Bin Woes

Our wheelie bin was stolen the other day. ‘How rude!’, I thought when I ventured out to locate the nearest one on our Georgian square in my leopard print dressing gown (I think stylish, my housemates think more Doreen from Birds of a Feather). I tiptoed to the next wheelie bin, which was only three metres up the street, on the logical presumption the bin men may have pushed ours along slightly. I was then caught red-handed dropping a small Morrisons bag into what transpired to be, yes, our neighbours’ bin. The prim blonde lady who lives at No. 3 was standing at her front door. I caught her eye as the lid went down and said: ‘Oh, I’m sorry, is this…..’, ‘Our bin?’, she replied haughtily. ‘Yes’. She then strode towards her car, head tossed back, nose in the air. As I shuffled behind attempting to politely explain our dilemma, and the mysterious loss of our bin, she more or less ignored me as if I was someone trying to sell her hideous-looking dressing gowns. Or Immodium. She was not interested. We had dumped our small sack of waste in her dust-bin and despite the genuine error, this was crossing the neighbourly line.

However, on returning to the house I felt mightily indignant. ‘She was not neighbourly!’, I fumed to one sympathetic housemate as I peered like a mad woman out of the window. ‘I am going to go and find our bin’, I declared, striding out into the perilous world again. But on circling the square with the venom and frazzled appearance of a jilted Miss Havisham, I could not find our green wheelie-bin. We would have to order another one. 

Glamourpuss

The next day there was a BIG development in the wheelie-bin saga. Our neighbour on the other side – nice, sprightly-looking  septuagenarian with rimless glasses – passed me and I mentioned our bin issue. ‘Our bin was also stolen two weeks ago’, he comiserated, shaking his head. ‘Oh!’, I exclaimed, feeling less of a victim now we were one of many. ‘Poor you.’ ‘Yes,’ he said, ‘we had to order another bin from the council which didn’t come for ten days’. ‘So you must have found it tough during that time, not having a bin, what did you do?’ I asked. ‘Oh, we put our rubbish in your bin’, he said grinning.
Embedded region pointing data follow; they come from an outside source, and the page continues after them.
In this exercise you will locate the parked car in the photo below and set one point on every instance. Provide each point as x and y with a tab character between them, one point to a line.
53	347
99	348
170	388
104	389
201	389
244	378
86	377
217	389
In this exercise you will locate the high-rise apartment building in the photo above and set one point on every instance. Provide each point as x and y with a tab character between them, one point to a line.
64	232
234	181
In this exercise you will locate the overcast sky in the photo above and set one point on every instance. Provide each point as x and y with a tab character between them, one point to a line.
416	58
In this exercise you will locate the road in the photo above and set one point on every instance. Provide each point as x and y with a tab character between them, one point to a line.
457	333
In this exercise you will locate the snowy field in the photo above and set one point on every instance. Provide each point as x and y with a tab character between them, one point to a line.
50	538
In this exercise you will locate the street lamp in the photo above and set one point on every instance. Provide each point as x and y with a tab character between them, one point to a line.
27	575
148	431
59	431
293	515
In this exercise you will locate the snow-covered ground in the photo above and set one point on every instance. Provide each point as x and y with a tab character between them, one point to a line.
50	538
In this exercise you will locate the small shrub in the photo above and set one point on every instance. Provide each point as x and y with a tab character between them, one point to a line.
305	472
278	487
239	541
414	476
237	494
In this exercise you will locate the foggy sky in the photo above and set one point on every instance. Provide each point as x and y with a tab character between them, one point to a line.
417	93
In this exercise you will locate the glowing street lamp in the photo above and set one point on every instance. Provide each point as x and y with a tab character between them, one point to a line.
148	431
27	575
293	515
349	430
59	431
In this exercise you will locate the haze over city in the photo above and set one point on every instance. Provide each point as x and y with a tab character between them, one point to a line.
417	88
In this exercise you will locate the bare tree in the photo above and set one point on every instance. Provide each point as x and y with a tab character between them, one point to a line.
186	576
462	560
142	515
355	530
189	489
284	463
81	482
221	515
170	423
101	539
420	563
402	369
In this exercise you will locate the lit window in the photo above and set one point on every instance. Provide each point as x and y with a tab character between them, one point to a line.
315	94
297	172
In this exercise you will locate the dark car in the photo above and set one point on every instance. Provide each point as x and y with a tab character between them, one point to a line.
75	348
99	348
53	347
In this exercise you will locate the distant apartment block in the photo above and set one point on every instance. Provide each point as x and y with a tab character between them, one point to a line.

Now this made me genuinely glad. Gleeful, even. I had not been a bad neighbour for accidentally plopping our rubbish in No. 3’s bin. I told the nice man from No. 1 that this was absolutely no problem, we were glad to be of service, and naturally we would be very grateful if he could return the favour. He of course obliged.

Returning home with this breaking news, I told my housemate Susi who had been following the saga: ‘Perhaps, I could go round to No. 3 and say that I thought it would be neighbourly to warn her of the bin thieves in the area.’ Susi looked at me, I thought at first empathetically, and said gently: ‘I think you need a new hobby Kat’.